I have the same issue with my garage floor. I will be doing a complete overhaul of the flooring, hopefully this winter. I will be adding a floating floor. 2×4 sleepers with 3/4" t&g plywood over them. I will lay the 2×4's flat, not on edge, and add 1 1/2 rigid foam insulation in the open bays. I will also give me the opportunity to add a few electrical circuits in the middle of the room. The nice thing about the floating floor is if I ever sell the house it all comes up really quick and I will be able to level the floor.


----------



## mtenterprises (Jan 10, 2011)

Think about this one small thing; when you place a round item on youy bench or machine do you want to chase it every time? Once might be funny but after that it gets old FAST. 
MIKE


----------



## Howie (May 25, 2010)

I would go with Jack's suggestion using the levelers.


----------



## Finn (May 26, 2010)

I have a shop just like yours. 3rd stall of a three car garage. I made wall mounted benches all along the two 22 foot walls and they follow the slope of the garage floor. Works fine. Bench height is the same all along the benches.


----------



## Neville (Aug 17, 2011)

Thanks Jim - good to hear that someone went off-level… My strategy now is to start with high - I am going to be building some storage cabinets, tool racks etc based on Wood Magazine's Idea Shop 5, hanging everything from French cleats. That will give me some of the storage I need and allow me to sort out how I want to do things like dust collection, take power to the dividing wall (sadly, I only have power along the two outside walls), and get the layout right. Once I have an idea of how that will work, I will see what can be stationary and what needs to move - I have just about everything on wheels right now except for the Festool MFT3 and it is really nice being able to move things around. The bench is also home to the miter saw and drill press - they need cabinets on wheels too!


----------



## Cosmicsniper (Oct 2, 2009)

A digital level gauge like the Wixey zeros out on the flat surface of the TS first. The measure off the blade is then referenced off the flat table top. You could have the TS on a mountain side and still cut perfectly square, 90 degree cuts. Same with aligning a jointer fence or leveling its tables.

Level isn't as important as something being flat. As long as your machines and shop fixtures are secure and not rocking on you, it shouldn't matter. Everything references off a flat table…not a level floor.
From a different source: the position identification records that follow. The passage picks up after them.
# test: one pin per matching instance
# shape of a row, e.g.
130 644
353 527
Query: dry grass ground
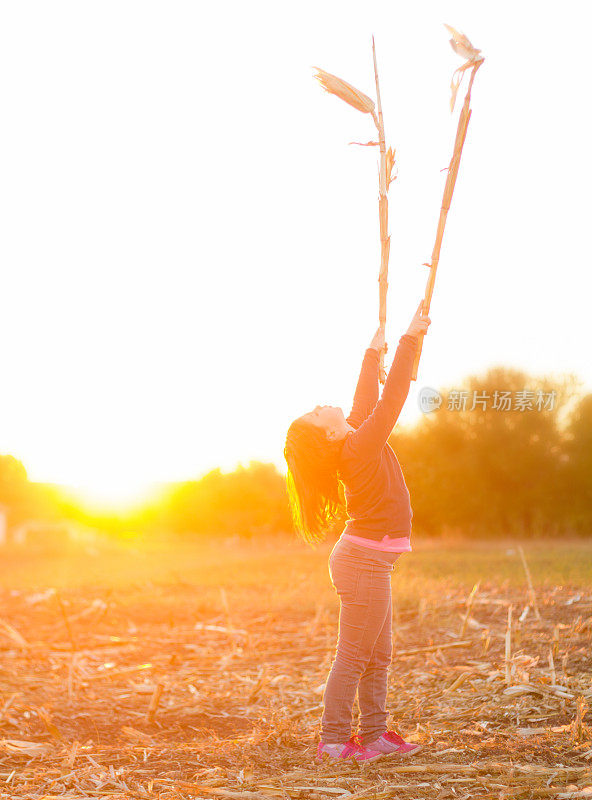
196 670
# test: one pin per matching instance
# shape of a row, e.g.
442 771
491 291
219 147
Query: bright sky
189 249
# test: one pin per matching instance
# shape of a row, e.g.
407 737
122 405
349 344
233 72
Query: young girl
324 449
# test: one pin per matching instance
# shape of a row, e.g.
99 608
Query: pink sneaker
353 748
390 742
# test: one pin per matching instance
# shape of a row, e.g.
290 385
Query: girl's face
327 417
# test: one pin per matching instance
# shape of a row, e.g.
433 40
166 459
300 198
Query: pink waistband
400 545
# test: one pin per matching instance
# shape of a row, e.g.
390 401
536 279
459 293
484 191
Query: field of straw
176 670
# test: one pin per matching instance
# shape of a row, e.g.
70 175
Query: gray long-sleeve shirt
377 498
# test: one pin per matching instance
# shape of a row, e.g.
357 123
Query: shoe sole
336 759
405 755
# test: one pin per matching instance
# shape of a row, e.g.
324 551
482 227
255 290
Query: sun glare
112 497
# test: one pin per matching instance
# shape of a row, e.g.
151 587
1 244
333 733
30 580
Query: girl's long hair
315 492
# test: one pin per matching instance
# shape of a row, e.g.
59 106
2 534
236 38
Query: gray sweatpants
362 578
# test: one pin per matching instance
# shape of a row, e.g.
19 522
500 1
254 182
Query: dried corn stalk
362 102
462 46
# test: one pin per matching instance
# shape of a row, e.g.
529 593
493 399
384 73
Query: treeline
506 455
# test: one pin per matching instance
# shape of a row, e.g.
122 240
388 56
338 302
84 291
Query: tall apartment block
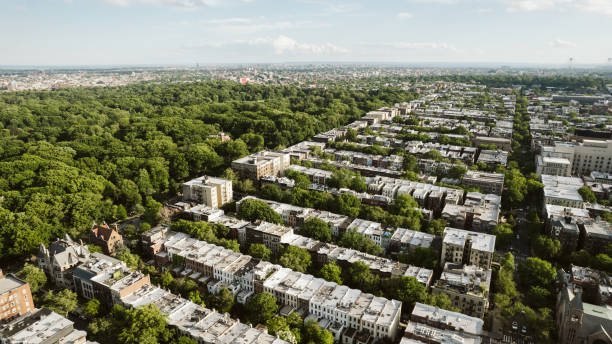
15 298
465 247
264 163
214 192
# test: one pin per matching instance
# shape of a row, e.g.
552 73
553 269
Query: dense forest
75 156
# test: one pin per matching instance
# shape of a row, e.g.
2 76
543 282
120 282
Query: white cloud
435 1
598 6
173 3
239 25
559 43
417 46
283 44
532 5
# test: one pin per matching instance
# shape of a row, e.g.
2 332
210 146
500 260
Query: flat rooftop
480 241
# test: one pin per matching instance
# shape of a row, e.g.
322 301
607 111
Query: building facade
211 191
15 297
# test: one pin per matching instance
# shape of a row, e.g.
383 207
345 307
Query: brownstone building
15 298
105 237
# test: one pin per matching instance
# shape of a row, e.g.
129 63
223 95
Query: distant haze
487 33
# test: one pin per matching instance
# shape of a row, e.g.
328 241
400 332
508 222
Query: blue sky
110 32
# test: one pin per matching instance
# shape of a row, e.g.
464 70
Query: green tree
261 307
64 302
354 240
503 235
347 204
271 192
546 247
254 142
406 289
91 308
537 272
317 229
313 333
539 296
260 251
515 188
456 172
362 278
587 194
441 300
254 209
276 324
186 340
436 227
145 324
152 208
33 275
223 300
351 135
331 272
166 279
296 258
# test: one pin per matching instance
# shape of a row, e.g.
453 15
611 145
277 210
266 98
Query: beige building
465 247
467 286
15 298
264 163
592 155
487 182
580 319
569 158
211 191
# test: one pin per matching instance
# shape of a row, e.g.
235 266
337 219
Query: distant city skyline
186 32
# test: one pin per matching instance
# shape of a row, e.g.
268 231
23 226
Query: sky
186 32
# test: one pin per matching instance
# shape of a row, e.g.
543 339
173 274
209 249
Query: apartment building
466 247
41 326
583 158
106 237
428 196
192 320
211 191
303 150
15 297
97 264
563 191
369 229
592 155
553 166
315 175
302 292
467 286
580 319
322 253
264 163
406 240
115 284
493 157
61 258
487 182
597 235
479 212
428 323
499 142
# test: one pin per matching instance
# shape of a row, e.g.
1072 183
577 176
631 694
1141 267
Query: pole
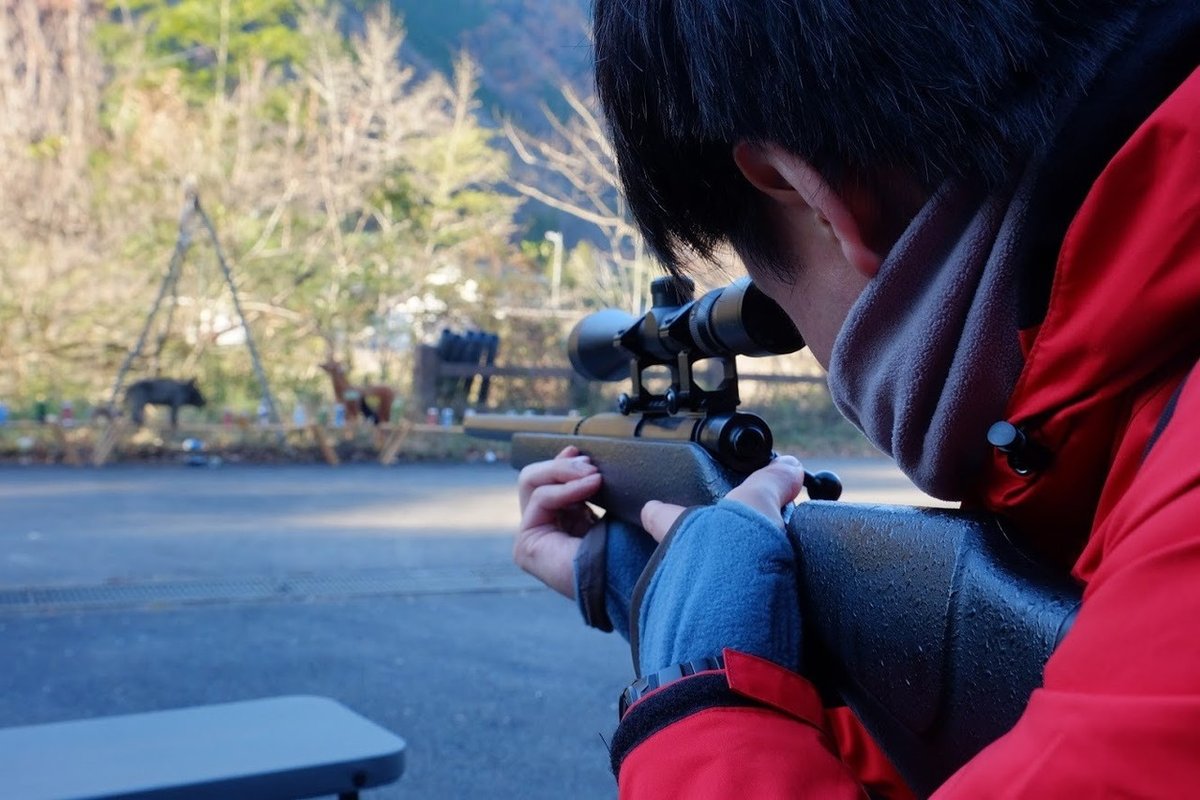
183 242
556 280
237 305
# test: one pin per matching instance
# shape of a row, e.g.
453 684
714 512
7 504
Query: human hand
555 517
766 491
724 577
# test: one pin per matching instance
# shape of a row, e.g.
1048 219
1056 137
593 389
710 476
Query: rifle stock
933 625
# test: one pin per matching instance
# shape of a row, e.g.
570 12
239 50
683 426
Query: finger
658 517
550 557
768 489
558 470
549 499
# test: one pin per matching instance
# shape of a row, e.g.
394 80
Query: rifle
933 625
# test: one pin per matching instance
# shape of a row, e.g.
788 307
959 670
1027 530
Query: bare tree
580 168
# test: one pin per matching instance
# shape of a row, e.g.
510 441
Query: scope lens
739 319
593 349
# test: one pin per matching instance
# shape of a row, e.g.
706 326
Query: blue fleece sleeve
610 561
725 577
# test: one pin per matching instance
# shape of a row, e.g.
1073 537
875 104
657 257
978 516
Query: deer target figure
355 398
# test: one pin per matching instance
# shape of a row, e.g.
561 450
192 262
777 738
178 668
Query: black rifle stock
933 625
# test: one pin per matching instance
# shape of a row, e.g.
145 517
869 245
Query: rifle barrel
501 427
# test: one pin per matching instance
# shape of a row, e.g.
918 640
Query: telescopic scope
733 320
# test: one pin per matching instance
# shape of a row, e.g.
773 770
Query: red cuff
775 686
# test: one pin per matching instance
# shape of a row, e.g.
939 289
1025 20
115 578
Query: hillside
527 48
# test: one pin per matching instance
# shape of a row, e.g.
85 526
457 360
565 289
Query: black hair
858 88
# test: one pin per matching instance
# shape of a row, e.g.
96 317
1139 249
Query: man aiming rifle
975 214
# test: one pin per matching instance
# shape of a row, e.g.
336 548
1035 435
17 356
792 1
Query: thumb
658 517
771 488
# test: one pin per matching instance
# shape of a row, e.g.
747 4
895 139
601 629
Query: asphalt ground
391 590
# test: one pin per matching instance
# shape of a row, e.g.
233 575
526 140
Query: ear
792 184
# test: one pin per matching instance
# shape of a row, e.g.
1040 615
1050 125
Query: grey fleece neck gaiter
929 354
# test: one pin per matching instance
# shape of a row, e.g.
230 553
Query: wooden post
327 450
395 441
107 440
426 371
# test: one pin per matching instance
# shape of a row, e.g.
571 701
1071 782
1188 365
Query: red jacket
1113 390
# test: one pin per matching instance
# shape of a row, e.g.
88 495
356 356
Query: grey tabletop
280 747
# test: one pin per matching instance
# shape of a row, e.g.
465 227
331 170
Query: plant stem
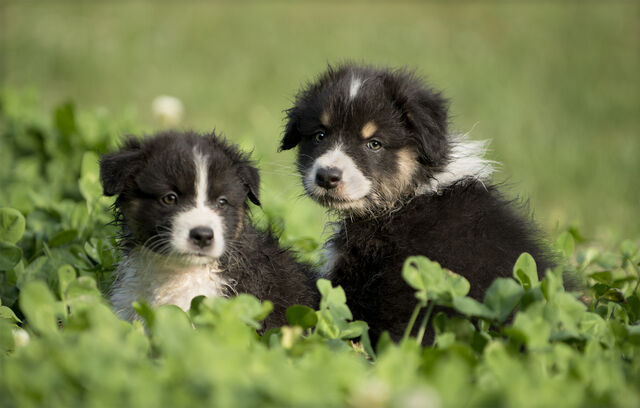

I must be missing something here. I have a garage shop and haven't felt the need to level anything with relation to the floor. It doesn't affect my precision and it isn't even noticable to me.


----------



## Neville (Aug 17, 2011)

Jay, my quest for levelness started with looking at using an outfeed table for the table saw as a multi-purpose mobile work table as well. The idea is that as I move it around, it stays level with everything else, including the workbench against the wall. But of course, if the workbench is level (i.e. not a standard height above the floor) the mobile work table would not match up in height except in one place.

Then again, how often would I need to push the outfeed/mobile work table against the workbench? Probably not a lot…


----------



## Sawkerf (Dec 31, 2009)

Not only is your floor sloped (as it should be), if you checked closely, you will find that it has high and low spots everywhere. Dump a bucket of water and see what happens. - lol

If you're going to want mobility, you'll need to level the floor or you'll be making adjustments every time you set up to work. If you're going to leave major stuff in place, use shims, leveling feet, etc to get things flat and call it good.


----------



## Cosmicsniper (Oct 2, 2009)

Neville:

Right. I just think it opens a can of worms, especially where rolling carts are concerned. If every table surface is a standard height (I use the 34" of my table saw), then there is absolutely no problem.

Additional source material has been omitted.